What is remarkable about this is that these incursions have been administration policy for the better part of a year, and they are the recommended policy of a future Obama administration, and the conventional wisdom among both Bush and Obama supporters is that this is a brilliant idea.  Trotskyites and Obamacons agree–stand up to Pakistan!  By stand up, of course, they must mean fight, since that is what implementing their plan will require.  What else is there to say about this view except that it is more belligerent and confrontational than the one held by John McCain?  In fact, there is a good deal more to say, but we might start with the frightening truth that McCain represents the voice of reason on whether or not to launch strikes inside Pakistan.  If McCain is the voice of reason, the others have pretty clearly gone mad. 

Why is Pakistan taking this position now?  First of all, while we should not discount the existence of dangerous elements in the ISI that continue to support the Taliban and Al Qaeda just as they support jihadis in India (including possibly the latest bombings in Delhi), Islamabad is not “giving refuge” to these forces.  The Pakistani government is, however, insisting that its sovereignty be respected in the wake of the Bush administration’s egregious violations of it, and one would think that a major non-NATO ally’s sovereignty would be something that would not be taken so lightly.  I am well aware of how dangerous elements of Pakistan’s government are, and I have been quite clear in my views that Pakistan has been a poor ally, but there are larger considerations here.  

Partly because President Zardari is weak, and because Sharif broke up the coalition with the PPP and weakened Gilani’s government, the government has evidently felt compelled to take a stronger line on Pakistani sovereignty than Musharraf did to shore up its position.  Besides, the new government has been provoked and humiliated, since Gilani was in Washington not two months ago stating that American strikes inside Pakistan without their permission were unacceptable.  The main reason why Washington and much of Obama’s cheering section have had no problem with violating Pakistani sovereignty is that they seem to have assumed that there would be no hostile reaction on the part of the Pakistani government.  Musharraf was eager to show his patrons in Washington that he was cooperating–or at least that he was not stopping U.S. forces from operating inside Pakistan–in order to give the administration some reason to keep backing him, so I suppose many people were misled into thinking that what an enormously unpopular dictator would allow our forces to do would also be permitted by an elected government.  This is clearly wrong, and the situation now requires much more than tete-a-tetes between Mullen and Kayani. 

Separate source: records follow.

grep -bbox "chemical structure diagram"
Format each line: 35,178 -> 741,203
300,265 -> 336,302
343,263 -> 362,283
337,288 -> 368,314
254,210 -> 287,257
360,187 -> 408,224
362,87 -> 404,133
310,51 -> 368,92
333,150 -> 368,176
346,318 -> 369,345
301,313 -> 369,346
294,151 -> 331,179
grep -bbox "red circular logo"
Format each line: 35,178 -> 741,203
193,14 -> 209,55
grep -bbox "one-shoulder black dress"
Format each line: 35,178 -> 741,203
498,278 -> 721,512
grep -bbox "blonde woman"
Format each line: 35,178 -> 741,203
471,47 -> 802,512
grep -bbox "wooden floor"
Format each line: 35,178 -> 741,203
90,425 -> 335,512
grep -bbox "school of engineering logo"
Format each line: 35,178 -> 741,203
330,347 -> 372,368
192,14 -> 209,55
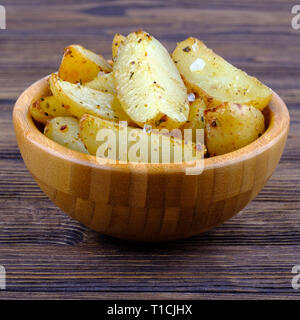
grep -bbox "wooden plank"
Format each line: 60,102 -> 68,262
0,0 -> 300,299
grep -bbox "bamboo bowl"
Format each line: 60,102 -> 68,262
13,77 -> 289,241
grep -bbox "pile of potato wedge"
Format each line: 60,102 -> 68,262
29,31 -> 272,162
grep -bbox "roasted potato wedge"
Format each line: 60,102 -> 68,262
112,33 -> 126,60
44,117 -> 88,153
40,96 -> 72,117
80,114 -> 203,163
58,44 -> 112,84
29,99 -> 53,124
172,38 -> 272,110
49,74 -> 128,121
204,102 -> 265,156
113,31 -> 189,130
84,72 -> 116,94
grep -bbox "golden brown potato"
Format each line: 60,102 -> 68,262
112,33 -> 126,60
84,72 -> 116,94
49,74 -> 128,121
29,99 -> 53,124
80,114 -> 203,163
44,117 -> 88,153
40,96 -> 72,117
204,103 -> 265,156
172,38 -> 272,110
181,98 -> 206,141
58,44 -> 112,84
113,31 -> 189,130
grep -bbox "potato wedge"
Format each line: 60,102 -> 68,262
49,74 -> 128,121
181,98 -> 206,141
113,31 -> 189,130
172,38 -> 272,110
204,103 -> 265,156
80,114 -> 203,163
84,72 -> 116,94
44,117 -> 88,154
112,33 -> 126,60
58,44 -> 112,83
29,99 -> 53,124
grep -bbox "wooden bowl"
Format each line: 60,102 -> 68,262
13,77 -> 289,241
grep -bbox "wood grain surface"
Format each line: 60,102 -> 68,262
0,0 -> 300,299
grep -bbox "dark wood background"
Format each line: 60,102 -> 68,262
0,0 -> 300,299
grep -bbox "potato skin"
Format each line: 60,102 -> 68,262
204,103 -> 265,156
49,74 -> 119,121
44,117 -> 88,154
112,33 -> 126,61
84,72 -> 116,94
29,98 -> 53,124
181,98 -> 206,141
113,31 -> 189,130
172,38 -> 272,110
58,44 -> 112,83
40,96 -> 72,117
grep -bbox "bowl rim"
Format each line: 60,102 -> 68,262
13,75 -> 290,174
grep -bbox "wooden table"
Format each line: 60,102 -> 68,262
0,0 -> 300,299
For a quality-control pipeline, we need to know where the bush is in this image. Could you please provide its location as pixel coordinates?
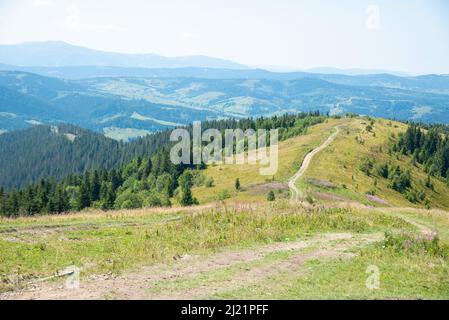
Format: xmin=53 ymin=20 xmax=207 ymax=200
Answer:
xmin=218 ymin=189 xmax=231 ymax=200
xmin=376 ymin=163 xmax=390 ymax=179
xmin=383 ymin=232 xmax=449 ymax=258
xmin=206 ymin=178 xmax=214 ymax=188
xmin=359 ymin=158 xmax=373 ymax=177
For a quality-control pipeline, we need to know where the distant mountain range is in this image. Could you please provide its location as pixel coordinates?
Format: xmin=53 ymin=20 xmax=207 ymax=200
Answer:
xmin=0 ymin=42 xmax=449 ymax=140
xmin=0 ymin=70 xmax=449 ymax=140
xmin=0 ymin=41 xmax=247 ymax=69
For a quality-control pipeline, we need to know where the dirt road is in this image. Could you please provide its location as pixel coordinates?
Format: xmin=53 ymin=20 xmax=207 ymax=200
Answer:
xmin=288 ymin=126 xmax=341 ymax=201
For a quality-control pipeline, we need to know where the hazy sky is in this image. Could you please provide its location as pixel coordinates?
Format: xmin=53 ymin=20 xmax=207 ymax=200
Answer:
xmin=0 ymin=0 xmax=449 ymax=73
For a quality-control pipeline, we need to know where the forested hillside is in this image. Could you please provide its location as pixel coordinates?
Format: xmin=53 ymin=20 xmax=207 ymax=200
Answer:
xmin=0 ymin=124 xmax=169 ymax=189
xmin=0 ymin=112 xmax=326 ymax=216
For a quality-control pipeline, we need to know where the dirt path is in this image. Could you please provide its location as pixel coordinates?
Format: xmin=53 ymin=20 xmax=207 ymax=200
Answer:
xmin=0 ymin=233 xmax=382 ymax=300
xmin=288 ymin=125 xmax=341 ymax=201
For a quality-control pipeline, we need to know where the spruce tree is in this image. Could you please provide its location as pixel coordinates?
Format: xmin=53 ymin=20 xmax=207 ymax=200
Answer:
xmin=90 ymin=170 xmax=101 ymax=202
xmin=179 ymin=171 xmax=197 ymax=207
xmin=235 ymin=178 xmax=241 ymax=191
xmin=77 ymin=173 xmax=91 ymax=211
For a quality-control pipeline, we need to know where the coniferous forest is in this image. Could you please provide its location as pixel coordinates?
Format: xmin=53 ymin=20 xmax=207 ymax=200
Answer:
xmin=0 ymin=112 xmax=326 ymax=216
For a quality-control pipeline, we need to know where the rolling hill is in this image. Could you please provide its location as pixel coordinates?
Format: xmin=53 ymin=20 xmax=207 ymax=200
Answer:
xmin=0 ymin=117 xmax=449 ymax=299
xmin=0 ymin=41 xmax=246 ymax=69
xmin=0 ymin=71 xmax=449 ymax=140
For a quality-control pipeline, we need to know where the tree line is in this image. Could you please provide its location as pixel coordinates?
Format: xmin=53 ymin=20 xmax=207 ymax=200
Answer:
xmin=0 ymin=112 xmax=326 ymax=217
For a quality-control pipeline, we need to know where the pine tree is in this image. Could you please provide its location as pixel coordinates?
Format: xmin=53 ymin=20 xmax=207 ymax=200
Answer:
xmin=267 ymin=191 xmax=276 ymax=202
xmin=235 ymin=178 xmax=241 ymax=191
xmin=0 ymin=187 xmax=6 ymax=216
xmin=77 ymin=173 xmax=91 ymax=211
xmin=179 ymin=171 xmax=197 ymax=207
xmin=144 ymin=158 xmax=153 ymax=178
xmin=55 ymin=186 xmax=70 ymax=213
xmin=90 ymin=170 xmax=101 ymax=202
xmin=6 ymin=190 xmax=20 ymax=217
xmin=102 ymin=183 xmax=116 ymax=210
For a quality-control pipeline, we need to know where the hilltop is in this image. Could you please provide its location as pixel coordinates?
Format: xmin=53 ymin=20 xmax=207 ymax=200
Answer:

It requires reconsidering what U.S. interests dictate, and it seems fairly clear that they do not dictate entering into open conflict with the Pakistani military.  Were our forces to engage Pakistan’s military, the consequences would be dire for the cohesion of the country, which is indeed every bit as artificial and unstable as Iraq, and for regional stability.  Let’s be very clear about this: if we stir up Pakistan against our presence in that part of the world, we will end up losing whatever gains we have made in Afghanistan and will turn one of the largest Muslim states in the world, and the only one with nuclear weapons, from an unreliable ally to an open enemy.  Remember the Pakistani boy Andrew thought would look at Obama’s face and be overwhelmed by American soft power?  If Obama follows through on the war policy that he would now have to endorse to continue launching raids into Pakistan, that boy will see Obama’s face as the face of the enemy and will react accordingly.   

It is telling that it was mostly opponents of the invasion of Iraq who saw Pakistan for what it was years ago, understanding that it sponsored terrorism against India, engaged in nuclear proliferation and had been exploiting the military aid we provided to build up its forces on the border with India.  The warmongers, Hitchens included, were indifferent to Pakistan then, preferring instead to back a war against a government that had no ties to Al Qaeda and had no weapons programs.  Having plunged into that war for no reason, they are now quick to discover what we have known all along, and, of course, their solution is always escalation.